Sur la demande de condamnation en paiement
L' article 835, alinéa 2, du code de procédure civile dispose que :
« Dans les cas où l'existence de l'obligation n'est pas sérieusement contestable, (le juge des référés peut, NDR) accorder une provision au créancier, ou ordonner l'exécution de l'obligation même s'il s'agit d'une obligation de faire ».
Commet un excès de pouvoir le juge des référés qui statue sur une demande en paiement et non de provision (Civ. 2ème 11 décembre 2008 n° 07-20.255 Bull. n°262).
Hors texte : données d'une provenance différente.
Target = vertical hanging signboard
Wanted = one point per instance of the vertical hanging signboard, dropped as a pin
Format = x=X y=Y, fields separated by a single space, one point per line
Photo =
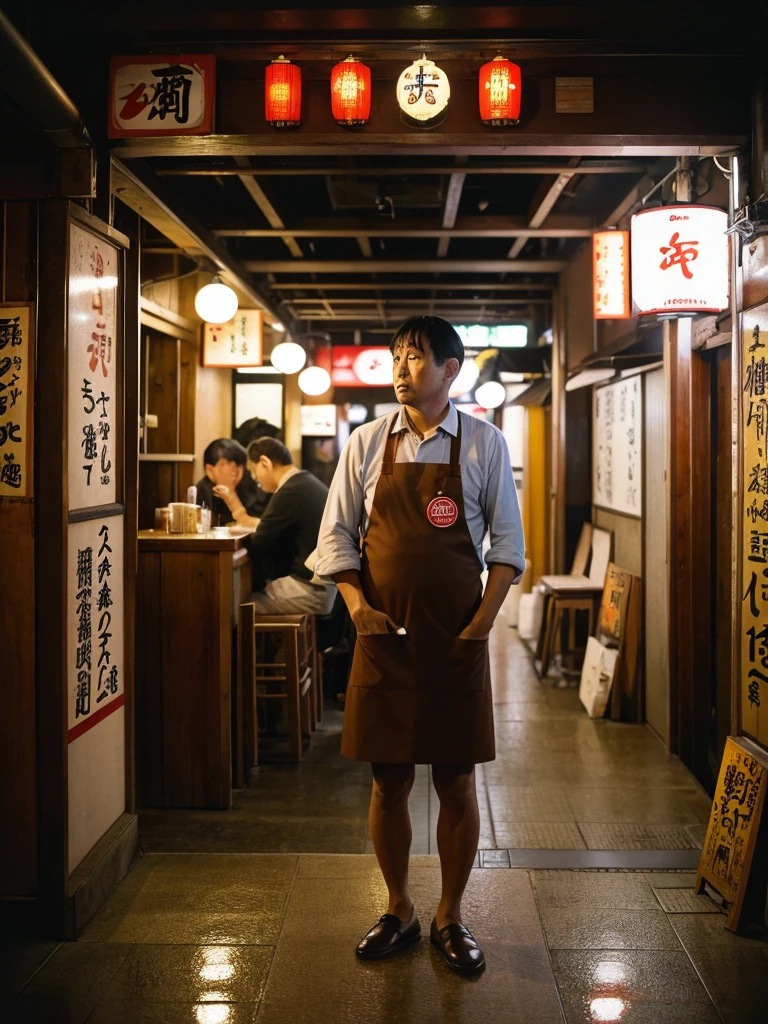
x=93 y=370
x=734 y=823
x=16 y=377
x=754 y=675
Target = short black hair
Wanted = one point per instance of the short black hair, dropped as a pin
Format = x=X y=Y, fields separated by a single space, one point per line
x=442 y=337
x=274 y=451
x=224 y=448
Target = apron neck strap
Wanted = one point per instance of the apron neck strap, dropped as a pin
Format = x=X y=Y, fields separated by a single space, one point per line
x=390 y=449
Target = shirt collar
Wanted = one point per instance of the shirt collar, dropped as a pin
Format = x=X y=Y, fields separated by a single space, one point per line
x=450 y=425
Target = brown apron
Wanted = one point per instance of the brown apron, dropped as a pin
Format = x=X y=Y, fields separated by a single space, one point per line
x=424 y=697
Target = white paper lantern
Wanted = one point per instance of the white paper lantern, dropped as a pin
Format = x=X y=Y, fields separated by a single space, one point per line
x=466 y=380
x=423 y=93
x=314 y=380
x=680 y=260
x=216 y=303
x=288 y=357
x=492 y=394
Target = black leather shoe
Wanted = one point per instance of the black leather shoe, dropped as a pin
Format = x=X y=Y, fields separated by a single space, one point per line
x=458 y=947
x=386 y=936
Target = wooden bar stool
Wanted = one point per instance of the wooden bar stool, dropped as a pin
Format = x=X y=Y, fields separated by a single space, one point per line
x=295 y=675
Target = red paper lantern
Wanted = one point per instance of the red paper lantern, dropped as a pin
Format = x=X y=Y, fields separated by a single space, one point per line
x=283 y=94
x=350 y=92
x=500 y=93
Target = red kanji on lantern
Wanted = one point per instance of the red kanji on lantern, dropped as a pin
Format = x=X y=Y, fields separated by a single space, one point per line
x=350 y=92
x=500 y=93
x=283 y=94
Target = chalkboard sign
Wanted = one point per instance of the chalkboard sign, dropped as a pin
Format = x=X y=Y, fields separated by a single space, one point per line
x=616 y=482
x=734 y=821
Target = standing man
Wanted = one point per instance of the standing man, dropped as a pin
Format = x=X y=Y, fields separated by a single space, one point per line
x=412 y=500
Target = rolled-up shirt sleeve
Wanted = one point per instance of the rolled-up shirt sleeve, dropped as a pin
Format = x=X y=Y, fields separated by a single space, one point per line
x=502 y=510
x=339 y=539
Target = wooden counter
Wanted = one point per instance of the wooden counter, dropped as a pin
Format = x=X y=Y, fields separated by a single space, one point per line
x=187 y=593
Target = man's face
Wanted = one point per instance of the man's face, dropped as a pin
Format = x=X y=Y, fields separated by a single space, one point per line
x=417 y=378
x=225 y=472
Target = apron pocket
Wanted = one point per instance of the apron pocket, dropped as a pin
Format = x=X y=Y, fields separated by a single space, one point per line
x=468 y=666
x=380 y=660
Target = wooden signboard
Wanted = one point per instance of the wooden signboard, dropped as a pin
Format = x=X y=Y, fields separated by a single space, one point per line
x=754 y=674
x=16 y=404
x=736 y=809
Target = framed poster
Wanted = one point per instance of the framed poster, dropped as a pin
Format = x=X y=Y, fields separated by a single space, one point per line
x=94 y=360
x=237 y=344
x=16 y=399
x=616 y=446
x=162 y=95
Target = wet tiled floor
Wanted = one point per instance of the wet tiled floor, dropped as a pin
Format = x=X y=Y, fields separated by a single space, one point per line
x=253 y=914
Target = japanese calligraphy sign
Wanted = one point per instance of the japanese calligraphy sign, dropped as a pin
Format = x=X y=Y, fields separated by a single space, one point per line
x=423 y=93
x=616 y=482
x=93 y=370
x=754 y=625
x=237 y=343
x=162 y=95
x=610 y=274
x=734 y=822
x=16 y=402
x=680 y=260
x=94 y=621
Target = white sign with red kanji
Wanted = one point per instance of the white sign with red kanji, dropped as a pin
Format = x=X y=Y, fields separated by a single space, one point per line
x=680 y=260
x=93 y=367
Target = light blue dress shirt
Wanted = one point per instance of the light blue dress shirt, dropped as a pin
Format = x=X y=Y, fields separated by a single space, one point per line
x=491 y=504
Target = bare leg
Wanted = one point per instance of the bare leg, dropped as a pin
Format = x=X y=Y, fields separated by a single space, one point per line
x=389 y=822
x=458 y=833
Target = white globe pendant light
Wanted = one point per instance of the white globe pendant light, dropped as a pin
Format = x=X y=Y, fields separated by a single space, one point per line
x=466 y=379
x=288 y=357
x=492 y=394
x=216 y=303
x=314 y=380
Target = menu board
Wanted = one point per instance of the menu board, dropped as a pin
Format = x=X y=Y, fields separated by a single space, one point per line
x=16 y=378
x=734 y=823
x=616 y=482
x=754 y=675
x=93 y=369
x=94 y=622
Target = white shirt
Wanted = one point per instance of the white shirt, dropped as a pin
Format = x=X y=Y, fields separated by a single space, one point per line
x=489 y=497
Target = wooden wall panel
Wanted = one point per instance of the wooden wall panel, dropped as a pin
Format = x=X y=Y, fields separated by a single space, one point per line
x=18 y=859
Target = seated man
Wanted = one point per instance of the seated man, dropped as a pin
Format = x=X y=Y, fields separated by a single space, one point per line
x=224 y=461
x=287 y=532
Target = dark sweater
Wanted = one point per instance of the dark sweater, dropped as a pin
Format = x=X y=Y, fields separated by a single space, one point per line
x=253 y=498
x=289 y=528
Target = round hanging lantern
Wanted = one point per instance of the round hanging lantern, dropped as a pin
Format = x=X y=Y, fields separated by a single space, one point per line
x=288 y=357
x=283 y=94
x=216 y=303
x=492 y=394
x=423 y=93
x=350 y=92
x=500 y=93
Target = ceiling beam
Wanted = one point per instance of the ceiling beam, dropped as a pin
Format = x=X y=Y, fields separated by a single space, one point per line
x=453 y=302
x=613 y=167
x=542 y=206
x=451 y=211
x=406 y=266
x=427 y=286
x=144 y=194
x=264 y=204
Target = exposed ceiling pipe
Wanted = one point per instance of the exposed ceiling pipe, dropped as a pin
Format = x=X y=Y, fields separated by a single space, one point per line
x=31 y=86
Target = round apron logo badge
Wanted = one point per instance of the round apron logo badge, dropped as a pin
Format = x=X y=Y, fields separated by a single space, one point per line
x=442 y=512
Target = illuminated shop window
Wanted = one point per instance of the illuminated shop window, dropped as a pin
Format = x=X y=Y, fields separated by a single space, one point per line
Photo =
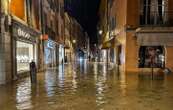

Il n’y a dès lors pas lieu à référé sur la demande de condamnation “ solidaire ” des sociétés STJE et Rennes Mabil à payer, sans d’ailleurs qu’il soit précisé au dispositif de l’assignation, siège des prétentions des demandeurs à l’instance, au profit de qui, une somme de 10 000 € au titre d’un préjudice de jouissance.
Sur les demandes accessoires
L'article 491 du code de procédure civile dispose, en son second alinéa, que le juge des référés « statue sur les dépens ».
Les sociétés Kermab et Kreizig, qui succombent, supporteront la charge des dépens en application de l’article 696 du même code et leur demande de frais non compris dans les dépens, en conséquence, ne pourra qu’être rejetée.
DISPOSITIF
La juridiction des référés, statuant au nom du peuple français, par ordonnance mise à disposition au greffe :
DIT n’y avoir lieu à référé sur les demandes des sociétés Kermab et Kreizig ;
les CONDAMNE aux dépens ;
en application de l’article 700 du code de procédure civile, rejette la demande.